French maker Tashi Bharucha is embarking on a unique project this year: the Legacy Collection. This is a series of ten highly limited custom knife designs, each one paying tribute to a maker who has influenced the craft and Bharucha himself.
The Legacy Collection designs are not collaborations, but will take inspiration from the knife maker they honor, with Bharucha belnding his personal interpretation of their style and with his own. Each Legacy Collection knife is made with explicit permission from the maker receiving the tribute (or their estate if they have passed away). The first Legacy Collection honoree is, unsurprisingly, Ken Onion.
Onion hardly needs an introduction, but in addition to being a top-tier custom maker for decades, he’s had an incalcuable influence on the production knife scene. “Ken’s impact on todays’ knife world is spectacular in many regards,” Bharucha tells us. “He was not the first custom maker to collaborate with a production company, but he really took that partnership to the next level, working with them on entire ranges, creating trends and pushing them to innovate.”
Of course, we wouldn’t have the mid-tech concept without Onion pioneering the format. “That term ‘mid-tech’ has since then lost its original meaning,” Bharucha notes. “A Ken Onion Mid-tech was a knife made by Ken in his shop with some outsourced parts. He would have the handles machined and blade blanks cut elsewhere but still fit all the parts, put the knife together and hand grind every blade…which is what some makers call custom nowadays.”
The Onion Legacy knife is a large custom folder with a 3.8 inch RWL-34 blade. Onion’s influence can be clearly seen on this blade, with its curvy, organic twist on a tanto shape. Bharucha’s penchant for gleaming hand-rubbed blades is on display, but the angluer, humped handle design is where the French maker’s own style shines through most evidently. The scales are made from titanium, but the Onion Legacy – obviously a collector’s piece and not a user – is still a heavy knife, weighing just over 7 oz.

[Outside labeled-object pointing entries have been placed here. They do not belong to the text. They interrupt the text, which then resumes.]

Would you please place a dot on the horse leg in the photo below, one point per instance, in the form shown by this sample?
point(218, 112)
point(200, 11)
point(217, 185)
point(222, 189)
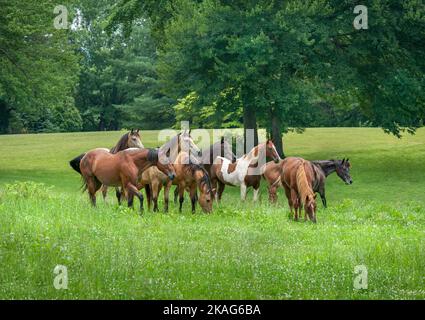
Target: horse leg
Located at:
point(323, 197)
point(118, 194)
point(167, 195)
point(176, 194)
point(295, 203)
point(92, 186)
point(243, 191)
point(148, 195)
point(256, 192)
point(155, 190)
point(214, 187)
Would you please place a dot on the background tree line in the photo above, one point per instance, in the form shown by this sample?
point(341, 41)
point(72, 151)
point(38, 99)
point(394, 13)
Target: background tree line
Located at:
point(281, 65)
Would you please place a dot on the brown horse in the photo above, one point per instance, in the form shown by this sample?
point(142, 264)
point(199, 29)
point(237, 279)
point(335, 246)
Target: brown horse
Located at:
point(322, 169)
point(128, 140)
point(244, 172)
point(189, 177)
point(122, 169)
point(297, 179)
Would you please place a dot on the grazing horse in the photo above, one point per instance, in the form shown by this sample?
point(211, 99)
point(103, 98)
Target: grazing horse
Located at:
point(322, 169)
point(128, 140)
point(122, 169)
point(297, 179)
point(242, 172)
point(189, 176)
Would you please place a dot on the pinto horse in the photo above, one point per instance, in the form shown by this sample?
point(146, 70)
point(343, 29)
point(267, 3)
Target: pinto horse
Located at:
point(323, 168)
point(241, 172)
point(128, 140)
point(189, 177)
point(122, 169)
point(297, 178)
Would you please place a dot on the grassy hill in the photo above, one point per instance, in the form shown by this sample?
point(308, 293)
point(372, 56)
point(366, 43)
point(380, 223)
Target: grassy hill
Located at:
point(241, 251)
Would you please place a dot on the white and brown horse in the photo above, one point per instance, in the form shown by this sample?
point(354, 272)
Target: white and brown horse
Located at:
point(189, 177)
point(128, 140)
point(245, 172)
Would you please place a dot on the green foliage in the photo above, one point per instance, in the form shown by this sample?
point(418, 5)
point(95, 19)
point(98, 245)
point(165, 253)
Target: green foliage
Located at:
point(39, 69)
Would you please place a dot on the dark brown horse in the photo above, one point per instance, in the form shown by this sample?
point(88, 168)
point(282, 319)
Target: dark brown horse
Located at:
point(130, 139)
point(244, 172)
point(297, 180)
point(122, 169)
point(323, 168)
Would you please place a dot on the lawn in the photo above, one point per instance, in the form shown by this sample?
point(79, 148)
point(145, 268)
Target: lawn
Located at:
point(241, 251)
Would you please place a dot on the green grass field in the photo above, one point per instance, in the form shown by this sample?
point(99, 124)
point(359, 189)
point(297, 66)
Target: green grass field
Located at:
point(241, 251)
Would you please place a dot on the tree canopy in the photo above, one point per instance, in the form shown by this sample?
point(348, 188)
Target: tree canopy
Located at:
point(281, 65)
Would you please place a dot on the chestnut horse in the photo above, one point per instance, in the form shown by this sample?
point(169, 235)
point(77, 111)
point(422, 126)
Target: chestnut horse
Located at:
point(189, 177)
point(242, 172)
point(122, 169)
point(297, 180)
point(322, 169)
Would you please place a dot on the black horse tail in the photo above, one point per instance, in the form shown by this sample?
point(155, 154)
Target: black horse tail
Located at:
point(75, 163)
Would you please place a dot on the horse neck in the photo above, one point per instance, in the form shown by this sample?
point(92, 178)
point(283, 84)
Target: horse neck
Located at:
point(327, 166)
point(121, 145)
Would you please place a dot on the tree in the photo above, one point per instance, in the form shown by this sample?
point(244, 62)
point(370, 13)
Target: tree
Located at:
point(39, 70)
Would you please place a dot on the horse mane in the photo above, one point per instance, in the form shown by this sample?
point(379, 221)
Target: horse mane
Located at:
point(122, 144)
point(303, 186)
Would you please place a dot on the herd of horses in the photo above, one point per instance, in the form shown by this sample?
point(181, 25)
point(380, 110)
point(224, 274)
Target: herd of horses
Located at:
point(130, 168)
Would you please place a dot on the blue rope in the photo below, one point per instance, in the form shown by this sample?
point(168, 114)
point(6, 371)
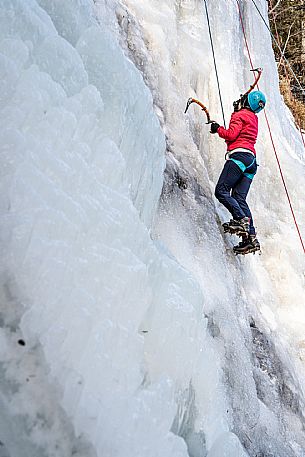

Bharucha built these knives with the explicit intention of keeping them very exclusive; only nine Legacy Onion knives have been and will ever be made. Bharucha kept one, but the rest have been spoken for – including the original prototype which went to Ken Onion himself. However, there are nine other makers Bharucha intends to honor with this series. “The next one would have to be Bob Loveless, who I probably should have started with,” Bharucha notes. “He is the father of modern knife design and my approach to this series is obviously through design. And after that, my hero, the great Tom Mayo, who’s main influence was also Loveless.”
“This will run for years to come,” Bharucha concludes. “Don’t exactly know when I’ll start working on the next one but definitely in 2021. I might aim for one every year.”